Transforming banking with cloud – the journey so far
By Puja Sharma
The cloud state-of-play report surveyed senior banking professionals across the Asia Pacific (APAC), EMEA, and North America, revealing key insights into how far banks have come in their transition journeys. The survey revealed that only 28% of banks, the “leaders,” have achieved transition of more than 30% of their applications in the cloud, as per the study on Future of cloud in Banking published by Publicis Sapient, a digital business transformation company.
The key obstacles to cloud banking were the following: Security concerns. Lack of cloud skills, And, a lack of internal understanding (highest among non-executive directors) of the business benefits
Retail and commercial banks will triple their use by 2025 and migrate more client-facing applications and data to the cloud. Three groups of banks can be identified: Cloud leaders, followers, and conservatives. Three groups have the same ambition to triple its use it. However, leaders place much greater importance on the business benefits of cloud-enabled transformation than Cloud conservatives.
Innovation at speed, the use of advanced analytics (such as AI and Machine Learning), the transformation of operating and business models, and the ability to seamlessly embed partners are included in this enhancement. Although leaders and conservatives agree that it reduces IT costs and increases automation, for conservatives reducing costs has been the main goal.
The two major obstacles to achieving its full potential are ambition and execution. First, more than half of executives and non-executives still underestimate the cloud’s transformative potential, which limits business transformation ambitions. The second concern is that participants do not fully benefit from existing investments due to security concerns and a lack of skilled people to implement them.
Level of cloud adoption
Based on their existing level of adoption, the study identified three distinct groups of banks. Most banks are somewhere in between, but there are just as many that are pulling ahead as falling behind.
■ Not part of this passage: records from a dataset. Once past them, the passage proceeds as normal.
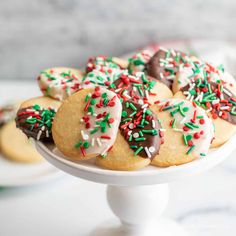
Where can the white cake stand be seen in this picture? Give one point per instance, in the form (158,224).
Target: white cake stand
(138,198)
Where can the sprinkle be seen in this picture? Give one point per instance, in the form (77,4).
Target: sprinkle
(138,150)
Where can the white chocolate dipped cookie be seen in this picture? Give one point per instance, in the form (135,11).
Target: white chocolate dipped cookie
(60,82)
(139,61)
(140,88)
(219,103)
(165,64)
(35,117)
(86,124)
(188,132)
(102,71)
(203,70)
(137,142)
(16,146)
Cloud Conservatives use it for no more than 10% of their apps. Adherents use it for between 11 and 30% of their apps. Leaders use them for more than 30% of their apps. Though adoption varies greatly, most companies want to double, if not quadruple, their cloud usage throughout their technology estates in the next three years.
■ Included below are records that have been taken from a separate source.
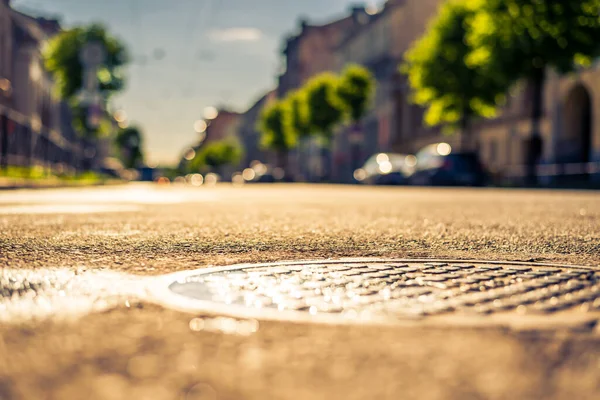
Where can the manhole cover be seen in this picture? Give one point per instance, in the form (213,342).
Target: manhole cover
(392,289)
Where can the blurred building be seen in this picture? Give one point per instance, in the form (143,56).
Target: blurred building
(378,40)
(35,127)
(571,102)
(309,52)
(249,134)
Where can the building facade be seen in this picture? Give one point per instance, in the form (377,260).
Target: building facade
(35,126)
(249,134)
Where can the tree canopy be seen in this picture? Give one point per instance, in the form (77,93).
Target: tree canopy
(298,115)
(326,109)
(214,155)
(523,37)
(274,125)
(129,143)
(451,89)
(62,60)
(355,90)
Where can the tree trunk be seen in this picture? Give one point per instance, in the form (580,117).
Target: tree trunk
(465,134)
(3,141)
(282,162)
(533,145)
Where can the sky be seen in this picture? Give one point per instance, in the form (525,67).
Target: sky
(190,54)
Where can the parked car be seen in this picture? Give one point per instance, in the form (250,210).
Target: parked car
(386,169)
(263,173)
(438,165)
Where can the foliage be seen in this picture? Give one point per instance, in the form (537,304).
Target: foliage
(129,143)
(62,60)
(79,114)
(298,117)
(451,90)
(214,155)
(276,132)
(355,89)
(325,107)
(523,37)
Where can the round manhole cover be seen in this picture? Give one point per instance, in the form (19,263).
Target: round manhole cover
(392,290)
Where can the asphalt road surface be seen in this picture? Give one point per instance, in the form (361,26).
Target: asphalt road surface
(132,349)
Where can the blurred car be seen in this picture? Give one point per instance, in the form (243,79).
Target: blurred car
(438,165)
(386,169)
(263,173)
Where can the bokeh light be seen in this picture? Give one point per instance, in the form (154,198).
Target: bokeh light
(211,112)
(444,149)
(211,179)
(249,174)
(190,154)
(196,180)
(360,174)
(120,116)
(385,167)
(200,126)
(381,158)
(278,173)
(260,168)
(237,179)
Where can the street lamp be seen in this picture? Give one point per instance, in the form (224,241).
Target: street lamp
(210,113)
Financial professionals must remember their bank’s ideal condition following transformation. It will enable certain features in the ideal cloud-enabled bank: Increasing the pace with which new products and services can be developed. Data – Improving data quality and application (e.g., personalisation, pricing, risk assessment) Automation entails automating and re-designing critical operations to cut expenses. Partners – Collaborating with capacity and channel partners in an ecosystem model. Lowering IT management costs and increasing IT resilience.
To fully take advantage of the potential of cloud-enabled business transformation at speed, a comprehensive, transformation program should achieve four key objectives:
- Align with business transformation goals, including value case and roadmap
- Integrate engineering, agile-at-scale, people, governance, and regulatory compliance to build enduring capabilities
- Migrate, modernise and rationalise applications/data and business processes
- Develop and scale enabling platforms, including data, API/Integration, Identity, and access management.